I have two answers to that. One is that I feel most grateful for the opportunity to have grown so much as a social worker through being on the faculty at the School. I am not the social worker I was when I arrived in 1999. I am a much better social worker. I have learned techniques because I had to teach them, and then I’ve incorporated them into my practice and it has helped the clients that I work with. And so I feel very grateful because I never would have discovered those techniques had I not been required to teach them. And that dovetails back to the fact that we keep evolving our curriculum. We keep changing it every year to update it. And so you’re learning new things all the time. 

The other thing that I love is watching students graduate from our program and go on to become these incredible social workers.
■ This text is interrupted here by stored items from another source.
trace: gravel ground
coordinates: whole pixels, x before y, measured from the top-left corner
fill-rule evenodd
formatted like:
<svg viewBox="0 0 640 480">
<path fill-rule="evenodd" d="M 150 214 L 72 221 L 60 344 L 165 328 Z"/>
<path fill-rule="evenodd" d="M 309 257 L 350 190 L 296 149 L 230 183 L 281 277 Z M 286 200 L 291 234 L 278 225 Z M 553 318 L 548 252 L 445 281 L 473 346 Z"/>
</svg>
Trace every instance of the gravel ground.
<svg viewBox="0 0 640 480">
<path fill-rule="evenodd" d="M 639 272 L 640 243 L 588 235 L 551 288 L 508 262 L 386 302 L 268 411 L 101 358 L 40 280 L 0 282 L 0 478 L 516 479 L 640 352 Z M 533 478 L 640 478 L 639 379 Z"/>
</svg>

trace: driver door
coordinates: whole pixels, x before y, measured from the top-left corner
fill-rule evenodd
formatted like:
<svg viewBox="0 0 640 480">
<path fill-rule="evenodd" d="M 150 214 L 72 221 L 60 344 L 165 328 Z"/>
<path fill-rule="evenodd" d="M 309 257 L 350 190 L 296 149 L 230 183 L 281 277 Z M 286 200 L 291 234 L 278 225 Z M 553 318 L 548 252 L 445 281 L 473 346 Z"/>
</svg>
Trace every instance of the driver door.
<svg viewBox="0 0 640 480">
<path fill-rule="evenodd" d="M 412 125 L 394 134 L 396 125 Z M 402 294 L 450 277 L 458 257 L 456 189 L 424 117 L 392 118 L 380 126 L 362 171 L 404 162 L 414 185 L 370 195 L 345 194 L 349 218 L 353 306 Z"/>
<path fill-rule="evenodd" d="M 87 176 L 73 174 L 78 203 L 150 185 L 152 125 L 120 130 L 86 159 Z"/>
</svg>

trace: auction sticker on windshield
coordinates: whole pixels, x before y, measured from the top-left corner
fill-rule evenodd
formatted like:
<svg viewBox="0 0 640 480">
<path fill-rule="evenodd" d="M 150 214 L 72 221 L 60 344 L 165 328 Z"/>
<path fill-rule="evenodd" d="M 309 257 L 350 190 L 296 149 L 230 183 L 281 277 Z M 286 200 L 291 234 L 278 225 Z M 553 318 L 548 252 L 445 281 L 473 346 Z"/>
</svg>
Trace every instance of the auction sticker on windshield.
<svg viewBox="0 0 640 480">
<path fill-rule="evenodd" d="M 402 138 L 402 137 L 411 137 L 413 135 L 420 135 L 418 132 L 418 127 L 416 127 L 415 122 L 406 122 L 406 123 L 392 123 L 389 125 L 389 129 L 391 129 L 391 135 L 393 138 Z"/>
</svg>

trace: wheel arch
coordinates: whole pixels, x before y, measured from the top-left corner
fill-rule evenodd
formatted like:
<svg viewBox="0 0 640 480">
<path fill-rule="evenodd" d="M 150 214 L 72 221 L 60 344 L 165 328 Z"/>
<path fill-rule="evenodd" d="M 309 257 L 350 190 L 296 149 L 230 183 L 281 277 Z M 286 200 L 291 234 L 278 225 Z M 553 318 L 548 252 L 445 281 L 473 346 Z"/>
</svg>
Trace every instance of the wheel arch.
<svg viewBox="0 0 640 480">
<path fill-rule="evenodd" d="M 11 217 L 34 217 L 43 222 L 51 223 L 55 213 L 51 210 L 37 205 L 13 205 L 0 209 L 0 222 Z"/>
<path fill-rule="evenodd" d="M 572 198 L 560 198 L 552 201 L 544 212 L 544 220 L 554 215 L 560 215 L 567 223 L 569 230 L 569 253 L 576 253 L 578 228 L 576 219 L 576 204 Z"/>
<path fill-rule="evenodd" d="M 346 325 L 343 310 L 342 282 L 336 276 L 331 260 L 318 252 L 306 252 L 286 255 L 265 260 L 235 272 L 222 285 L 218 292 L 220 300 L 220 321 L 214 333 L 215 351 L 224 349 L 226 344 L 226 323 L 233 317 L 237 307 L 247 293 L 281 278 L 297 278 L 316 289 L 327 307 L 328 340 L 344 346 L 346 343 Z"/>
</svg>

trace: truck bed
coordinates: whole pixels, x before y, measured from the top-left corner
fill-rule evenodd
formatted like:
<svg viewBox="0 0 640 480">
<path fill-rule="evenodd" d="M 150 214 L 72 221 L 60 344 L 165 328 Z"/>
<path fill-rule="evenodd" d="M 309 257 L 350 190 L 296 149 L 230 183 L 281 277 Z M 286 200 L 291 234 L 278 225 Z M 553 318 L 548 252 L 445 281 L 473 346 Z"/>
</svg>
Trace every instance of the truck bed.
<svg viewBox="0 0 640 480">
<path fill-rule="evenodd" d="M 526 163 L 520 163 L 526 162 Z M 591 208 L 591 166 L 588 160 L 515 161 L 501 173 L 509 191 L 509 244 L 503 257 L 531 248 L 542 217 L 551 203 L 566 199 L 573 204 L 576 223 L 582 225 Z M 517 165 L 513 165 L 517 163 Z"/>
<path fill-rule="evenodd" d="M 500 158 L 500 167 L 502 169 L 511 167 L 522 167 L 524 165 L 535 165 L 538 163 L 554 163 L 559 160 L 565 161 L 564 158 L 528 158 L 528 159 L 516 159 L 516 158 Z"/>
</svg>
It’s such a thrill to watch all the people who graduated from our program win awards and go on to make such amazing contributions to our field, to the world. That’s so exciting to me, to stay in touch with them, to follow them, to learn from them as they grow beyond what I know about lots of things. I’m excited when we invite them back and they share with us this wisdom that they have accumulated over their time since they were with us. It feels powerful to know we were the beginning of that journey, we were the launch, and then they went on to expand and grow in these really meaningful ways.

You said that you’re a much better social worker now than you were when you joined the faculty. What have you learned from your peers at BCSSW that you have incorporated into your own private practice as a solution-focused therapist? 
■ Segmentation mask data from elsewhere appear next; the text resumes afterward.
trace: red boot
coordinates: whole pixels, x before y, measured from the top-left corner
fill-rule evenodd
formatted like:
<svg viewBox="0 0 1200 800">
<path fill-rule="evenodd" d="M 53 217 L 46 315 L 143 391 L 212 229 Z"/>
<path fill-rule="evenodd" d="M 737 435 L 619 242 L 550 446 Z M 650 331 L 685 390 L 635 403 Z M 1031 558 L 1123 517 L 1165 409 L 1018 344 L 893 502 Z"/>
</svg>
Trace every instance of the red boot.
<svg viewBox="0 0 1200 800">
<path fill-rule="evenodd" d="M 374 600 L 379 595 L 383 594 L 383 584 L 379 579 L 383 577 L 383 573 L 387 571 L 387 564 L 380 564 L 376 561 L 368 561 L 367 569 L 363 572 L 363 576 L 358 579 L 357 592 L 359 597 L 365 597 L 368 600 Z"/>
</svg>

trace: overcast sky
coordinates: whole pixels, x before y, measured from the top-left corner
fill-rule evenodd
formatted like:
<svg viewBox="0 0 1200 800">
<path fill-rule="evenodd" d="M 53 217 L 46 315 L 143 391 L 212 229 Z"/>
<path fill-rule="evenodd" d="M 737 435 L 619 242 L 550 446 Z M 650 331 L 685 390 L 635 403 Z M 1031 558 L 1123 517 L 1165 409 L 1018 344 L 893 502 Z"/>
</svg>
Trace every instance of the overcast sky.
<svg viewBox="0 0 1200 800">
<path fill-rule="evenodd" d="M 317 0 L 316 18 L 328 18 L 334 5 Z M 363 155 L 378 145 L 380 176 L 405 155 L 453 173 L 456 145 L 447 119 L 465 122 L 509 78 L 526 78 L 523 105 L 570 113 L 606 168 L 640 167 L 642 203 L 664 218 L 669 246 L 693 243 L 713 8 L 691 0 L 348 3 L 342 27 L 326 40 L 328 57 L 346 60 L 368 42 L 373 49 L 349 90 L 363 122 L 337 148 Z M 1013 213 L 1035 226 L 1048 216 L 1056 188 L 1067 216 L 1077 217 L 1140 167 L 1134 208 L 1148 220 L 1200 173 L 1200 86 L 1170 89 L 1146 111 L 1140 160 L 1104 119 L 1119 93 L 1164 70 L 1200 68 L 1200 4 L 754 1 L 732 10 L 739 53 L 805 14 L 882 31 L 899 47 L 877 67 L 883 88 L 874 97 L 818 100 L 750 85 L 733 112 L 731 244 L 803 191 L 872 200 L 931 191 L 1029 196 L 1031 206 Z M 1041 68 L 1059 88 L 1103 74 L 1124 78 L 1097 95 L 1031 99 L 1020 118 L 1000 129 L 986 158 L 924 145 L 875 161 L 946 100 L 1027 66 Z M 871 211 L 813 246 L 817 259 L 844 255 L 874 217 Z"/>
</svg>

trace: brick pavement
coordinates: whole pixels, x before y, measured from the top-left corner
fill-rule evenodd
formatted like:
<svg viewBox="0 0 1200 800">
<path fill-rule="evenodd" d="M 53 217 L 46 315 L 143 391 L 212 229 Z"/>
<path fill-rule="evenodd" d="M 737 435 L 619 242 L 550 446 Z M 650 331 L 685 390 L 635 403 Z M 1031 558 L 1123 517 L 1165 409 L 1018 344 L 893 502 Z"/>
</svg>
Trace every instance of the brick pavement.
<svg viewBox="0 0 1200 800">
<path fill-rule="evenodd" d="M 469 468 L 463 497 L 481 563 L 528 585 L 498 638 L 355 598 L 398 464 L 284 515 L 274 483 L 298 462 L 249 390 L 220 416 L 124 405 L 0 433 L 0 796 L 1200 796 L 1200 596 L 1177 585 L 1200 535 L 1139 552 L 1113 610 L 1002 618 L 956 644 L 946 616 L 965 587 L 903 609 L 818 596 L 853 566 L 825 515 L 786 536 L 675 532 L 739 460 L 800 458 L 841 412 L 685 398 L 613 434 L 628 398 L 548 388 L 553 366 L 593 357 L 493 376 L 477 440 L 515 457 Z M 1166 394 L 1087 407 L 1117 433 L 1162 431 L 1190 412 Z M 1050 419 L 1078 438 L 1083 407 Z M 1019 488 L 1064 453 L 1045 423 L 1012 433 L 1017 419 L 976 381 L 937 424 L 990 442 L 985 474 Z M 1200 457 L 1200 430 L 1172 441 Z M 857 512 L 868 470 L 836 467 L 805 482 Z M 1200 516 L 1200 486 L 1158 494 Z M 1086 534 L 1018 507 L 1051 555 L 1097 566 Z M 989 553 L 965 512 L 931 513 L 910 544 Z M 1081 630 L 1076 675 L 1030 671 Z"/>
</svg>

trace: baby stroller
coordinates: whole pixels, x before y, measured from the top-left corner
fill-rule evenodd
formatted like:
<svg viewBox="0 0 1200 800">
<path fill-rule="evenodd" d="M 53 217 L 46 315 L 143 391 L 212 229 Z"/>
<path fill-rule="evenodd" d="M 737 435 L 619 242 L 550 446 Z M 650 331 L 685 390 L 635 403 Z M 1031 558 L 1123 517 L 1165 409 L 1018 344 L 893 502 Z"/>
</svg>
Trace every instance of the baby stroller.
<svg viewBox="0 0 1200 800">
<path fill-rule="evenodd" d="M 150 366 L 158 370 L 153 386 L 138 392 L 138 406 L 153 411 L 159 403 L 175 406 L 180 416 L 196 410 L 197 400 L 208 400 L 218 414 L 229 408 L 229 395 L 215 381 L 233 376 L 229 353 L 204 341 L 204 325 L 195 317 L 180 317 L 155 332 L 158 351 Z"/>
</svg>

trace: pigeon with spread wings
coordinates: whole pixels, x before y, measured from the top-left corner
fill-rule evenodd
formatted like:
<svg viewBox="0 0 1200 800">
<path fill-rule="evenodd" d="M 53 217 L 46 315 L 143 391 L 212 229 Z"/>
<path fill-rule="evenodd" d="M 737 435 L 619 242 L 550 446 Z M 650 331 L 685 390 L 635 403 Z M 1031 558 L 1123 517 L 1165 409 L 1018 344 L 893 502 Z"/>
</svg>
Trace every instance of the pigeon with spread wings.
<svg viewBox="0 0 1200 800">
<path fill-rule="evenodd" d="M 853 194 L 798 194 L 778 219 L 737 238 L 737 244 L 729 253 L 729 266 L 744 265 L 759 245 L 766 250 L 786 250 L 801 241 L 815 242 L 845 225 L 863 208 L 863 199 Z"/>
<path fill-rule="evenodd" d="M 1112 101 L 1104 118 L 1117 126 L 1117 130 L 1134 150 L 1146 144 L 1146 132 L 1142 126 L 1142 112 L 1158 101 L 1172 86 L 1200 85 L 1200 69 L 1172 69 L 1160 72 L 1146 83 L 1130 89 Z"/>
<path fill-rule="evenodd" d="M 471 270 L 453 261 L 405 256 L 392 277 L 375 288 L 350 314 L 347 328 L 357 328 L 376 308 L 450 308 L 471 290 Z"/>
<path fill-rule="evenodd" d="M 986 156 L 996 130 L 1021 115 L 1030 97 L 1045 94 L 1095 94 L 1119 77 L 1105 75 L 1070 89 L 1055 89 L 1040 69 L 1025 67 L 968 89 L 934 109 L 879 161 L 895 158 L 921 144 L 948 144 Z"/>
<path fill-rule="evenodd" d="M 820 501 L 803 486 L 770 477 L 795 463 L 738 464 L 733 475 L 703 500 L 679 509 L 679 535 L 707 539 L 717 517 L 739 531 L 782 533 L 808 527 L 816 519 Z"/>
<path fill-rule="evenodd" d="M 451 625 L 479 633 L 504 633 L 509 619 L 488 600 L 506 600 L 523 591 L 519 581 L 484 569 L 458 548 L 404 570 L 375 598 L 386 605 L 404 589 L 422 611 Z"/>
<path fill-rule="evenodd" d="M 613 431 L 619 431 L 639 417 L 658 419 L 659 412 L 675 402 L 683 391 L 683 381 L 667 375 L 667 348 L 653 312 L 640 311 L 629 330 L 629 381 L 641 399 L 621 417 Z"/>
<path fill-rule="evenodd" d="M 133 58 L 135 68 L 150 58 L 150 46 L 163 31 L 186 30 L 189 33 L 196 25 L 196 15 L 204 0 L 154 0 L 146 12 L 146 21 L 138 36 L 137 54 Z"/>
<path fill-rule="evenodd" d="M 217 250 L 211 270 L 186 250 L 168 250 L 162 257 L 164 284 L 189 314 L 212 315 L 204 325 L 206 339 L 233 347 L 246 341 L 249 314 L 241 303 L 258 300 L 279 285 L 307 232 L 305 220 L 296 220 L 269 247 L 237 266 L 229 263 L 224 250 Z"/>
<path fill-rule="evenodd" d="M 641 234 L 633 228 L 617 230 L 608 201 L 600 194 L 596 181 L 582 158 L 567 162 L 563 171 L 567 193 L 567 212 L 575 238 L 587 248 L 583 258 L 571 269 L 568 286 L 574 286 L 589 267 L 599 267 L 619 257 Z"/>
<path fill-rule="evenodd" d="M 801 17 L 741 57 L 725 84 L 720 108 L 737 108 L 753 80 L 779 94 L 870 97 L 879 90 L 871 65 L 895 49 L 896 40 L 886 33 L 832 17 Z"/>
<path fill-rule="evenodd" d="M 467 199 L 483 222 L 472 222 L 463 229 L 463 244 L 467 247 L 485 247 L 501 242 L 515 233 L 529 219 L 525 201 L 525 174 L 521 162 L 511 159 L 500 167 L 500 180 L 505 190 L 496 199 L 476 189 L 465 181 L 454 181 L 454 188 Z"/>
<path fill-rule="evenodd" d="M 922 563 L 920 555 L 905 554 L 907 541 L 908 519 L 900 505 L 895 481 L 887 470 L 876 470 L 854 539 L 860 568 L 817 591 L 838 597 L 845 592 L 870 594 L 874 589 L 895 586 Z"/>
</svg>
I think learning internal family systems from Robin Warsh and learning about neuroscience from Jessica Black. When Jessica Black arrived, she transformed our program. I was just soaking up all the neuroscience I could, and I ended up completely incorporating that into the social worker that I am. And I talk about it with all my clients. 
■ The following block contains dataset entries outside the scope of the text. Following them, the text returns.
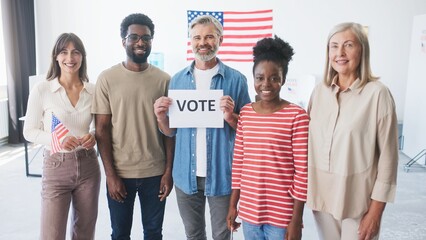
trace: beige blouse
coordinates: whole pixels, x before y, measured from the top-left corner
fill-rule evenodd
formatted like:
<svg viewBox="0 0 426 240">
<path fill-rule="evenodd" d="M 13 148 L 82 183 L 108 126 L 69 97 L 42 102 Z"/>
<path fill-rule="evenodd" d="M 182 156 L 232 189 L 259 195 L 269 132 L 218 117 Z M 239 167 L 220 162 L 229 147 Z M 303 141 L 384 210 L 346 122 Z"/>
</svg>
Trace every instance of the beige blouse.
<svg viewBox="0 0 426 240">
<path fill-rule="evenodd" d="M 341 220 L 362 216 L 371 199 L 394 200 L 398 133 L 386 86 L 357 79 L 339 93 L 335 81 L 317 85 L 308 107 L 307 206 Z"/>
</svg>

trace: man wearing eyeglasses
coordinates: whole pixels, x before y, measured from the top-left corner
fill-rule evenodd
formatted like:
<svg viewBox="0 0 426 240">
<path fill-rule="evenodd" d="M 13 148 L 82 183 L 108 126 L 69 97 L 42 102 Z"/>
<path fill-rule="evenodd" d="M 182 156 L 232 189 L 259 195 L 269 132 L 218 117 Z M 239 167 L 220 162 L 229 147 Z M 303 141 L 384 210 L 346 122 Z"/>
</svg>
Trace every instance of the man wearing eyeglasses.
<svg viewBox="0 0 426 240">
<path fill-rule="evenodd" d="M 139 196 L 144 239 L 162 239 L 165 200 L 173 188 L 174 138 L 158 131 L 152 103 L 167 93 L 170 76 L 147 62 L 154 24 L 144 14 L 121 23 L 126 60 L 103 71 L 92 113 L 105 169 L 111 239 L 130 239 Z"/>
</svg>

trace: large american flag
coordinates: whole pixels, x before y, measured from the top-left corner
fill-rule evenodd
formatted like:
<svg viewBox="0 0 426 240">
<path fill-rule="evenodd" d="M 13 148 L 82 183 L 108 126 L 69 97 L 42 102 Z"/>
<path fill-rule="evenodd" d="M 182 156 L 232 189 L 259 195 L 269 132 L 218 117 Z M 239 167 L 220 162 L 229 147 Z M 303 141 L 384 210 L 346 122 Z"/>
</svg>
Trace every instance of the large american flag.
<svg viewBox="0 0 426 240">
<path fill-rule="evenodd" d="M 253 46 L 265 37 L 272 37 L 272 10 L 249 12 L 210 12 L 188 10 L 189 23 L 199 15 L 212 15 L 222 23 L 223 43 L 218 57 L 228 62 L 253 62 Z M 187 61 L 194 60 L 188 35 Z"/>
<path fill-rule="evenodd" d="M 59 119 L 52 113 L 52 144 L 50 155 L 62 150 L 61 142 L 66 137 L 69 130 Z"/>
</svg>

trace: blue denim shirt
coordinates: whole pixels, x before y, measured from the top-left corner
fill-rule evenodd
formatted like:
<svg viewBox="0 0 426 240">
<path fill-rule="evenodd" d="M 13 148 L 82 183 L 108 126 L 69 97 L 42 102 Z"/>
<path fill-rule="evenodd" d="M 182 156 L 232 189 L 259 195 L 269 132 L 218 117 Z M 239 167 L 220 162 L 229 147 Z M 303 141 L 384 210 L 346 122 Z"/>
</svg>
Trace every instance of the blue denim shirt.
<svg viewBox="0 0 426 240">
<path fill-rule="evenodd" d="M 223 89 L 235 102 L 235 113 L 250 102 L 246 77 L 218 60 L 219 70 L 213 76 L 210 89 Z M 194 65 L 176 73 L 169 89 L 196 89 Z M 178 128 L 173 162 L 173 181 L 186 194 L 197 192 L 196 128 Z M 222 196 L 231 193 L 231 167 L 235 130 L 225 122 L 223 128 L 207 128 L 206 196 Z"/>
</svg>

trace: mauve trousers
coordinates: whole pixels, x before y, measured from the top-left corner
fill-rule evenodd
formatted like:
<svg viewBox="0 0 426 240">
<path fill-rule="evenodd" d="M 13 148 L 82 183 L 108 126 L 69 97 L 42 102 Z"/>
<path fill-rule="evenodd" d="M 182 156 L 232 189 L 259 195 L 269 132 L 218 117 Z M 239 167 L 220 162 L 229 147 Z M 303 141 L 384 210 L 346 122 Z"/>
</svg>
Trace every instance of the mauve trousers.
<svg viewBox="0 0 426 240">
<path fill-rule="evenodd" d="M 71 239 L 94 239 L 101 173 L 94 149 L 71 153 L 44 151 L 41 240 L 65 240 L 72 202 Z"/>
</svg>

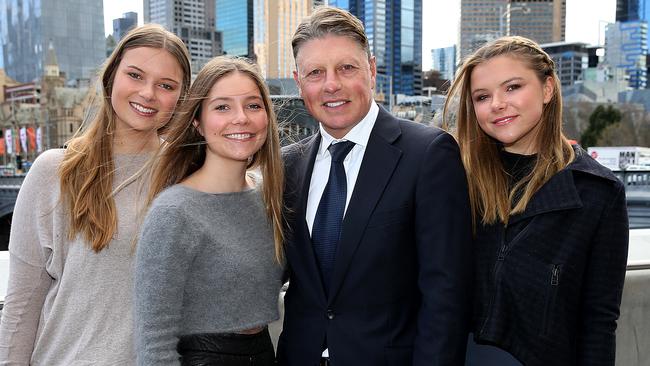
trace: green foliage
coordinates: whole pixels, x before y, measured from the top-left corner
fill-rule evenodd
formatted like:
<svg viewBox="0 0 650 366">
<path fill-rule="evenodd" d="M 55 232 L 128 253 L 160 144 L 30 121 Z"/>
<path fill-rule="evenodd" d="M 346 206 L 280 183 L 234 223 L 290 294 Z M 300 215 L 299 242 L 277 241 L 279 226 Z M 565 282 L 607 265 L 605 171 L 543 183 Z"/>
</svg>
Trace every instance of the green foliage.
<svg viewBox="0 0 650 366">
<path fill-rule="evenodd" d="M 583 148 L 596 146 L 603 131 L 608 126 L 615 125 L 621 121 L 621 111 L 611 105 L 603 107 L 599 105 L 589 116 L 589 126 L 580 136 L 580 143 Z"/>
</svg>

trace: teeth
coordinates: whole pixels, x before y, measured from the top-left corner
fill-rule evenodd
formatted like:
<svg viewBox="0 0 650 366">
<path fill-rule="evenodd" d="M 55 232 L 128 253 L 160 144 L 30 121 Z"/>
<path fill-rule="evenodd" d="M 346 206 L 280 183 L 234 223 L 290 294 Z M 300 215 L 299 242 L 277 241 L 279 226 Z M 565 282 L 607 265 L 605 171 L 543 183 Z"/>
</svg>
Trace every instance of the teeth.
<svg viewBox="0 0 650 366">
<path fill-rule="evenodd" d="M 136 103 L 130 103 L 130 104 L 131 104 L 131 106 L 132 106 L 133 108 L 135 108 L 138 112 L 142 112 L 142 113 L 154 113 L 154 112 L 156 111 L 155 109 L 151 109 L 151 108 L 143 107 L 143 106 L 141 106 L 140 104 L 136 104 Z"/>
<path fill-rule="evenodd" d="M 328 106 L 328 107 L 332 107 L 332 108 L 334 108 L 334 107 L 338 107 L 338 106 L 343 105 L 343 104 L 345 104 L 345 102 L 343 102 L 343 101 L 341 101 L 341 102 L 334 102 L 334 103 L 325 103 L 326 106 Z"/>
<path fill-rule="evenodd" d="M 229 139 L 235 139 L 235 140 L 246 140 L 251 138 L 253 135 L 250 133 L 231 133 L 226 135 L 227 138 Z"/>
</svg>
Robin Warsh is a master clinician. She has so generously shared her knowledge of internal family systems therapy, created an elective focused on the model, and made it accessible for people to understand and integrate into their own practice even if they don’t do a deep dive into the intensive training of it. 

Although you plan to continue running your private practice, your retirement from BCSSW will free up a considerable amount of time. How will you spend it?

I have a new grandson, so I’m going to do some daycare. I plan to read books for pleasure, which I haven’t done in a long time. I’d also like to volunteer as a mentor for women who are in prison. And I’m going to learn Spanish. My daughter is raising our grandson bilingual and bicultural because she is, and so I would also like to be able to talk to him in Spanish. I think as social workers, we should know Spanish. It’s been the thing I haven’t had time to do that I’m looking forward to doing.

What advice do you have for students who are training to become clinical social workers?

I say this all the time to them: It is a journey and you’re never done learning. You’re going to continue to change as a social worker and evolve. Social work is really the most exciting, diverse profession I’ve ever known about. And you can do so many different things as a social worker. There is an unlimited set of ways to apply our skill set and our perspective to anything. And so I would say expand your thinking. Think about the places and spaces where you can have influence and make that space a better place for the people who are in it.

Is there anything else you would like to add? 

Something I’ve been thinking a lot about is how much I’m going to miss my colleagues. We have an incredible staff and faculty and our staff has been there for a long time. We have all been together for almost 30 years. The key staff in field education, in student services, in career services, Dean Walsh running the MSW program—we have all been there together for almost 30 years and it is such a privilege to work with them every day. They have the highest integrity and commitment to the students and to our program that I’ve ever experienced. And so I think I will miss the faculty and the staff deeply and miss working with them and learning from them.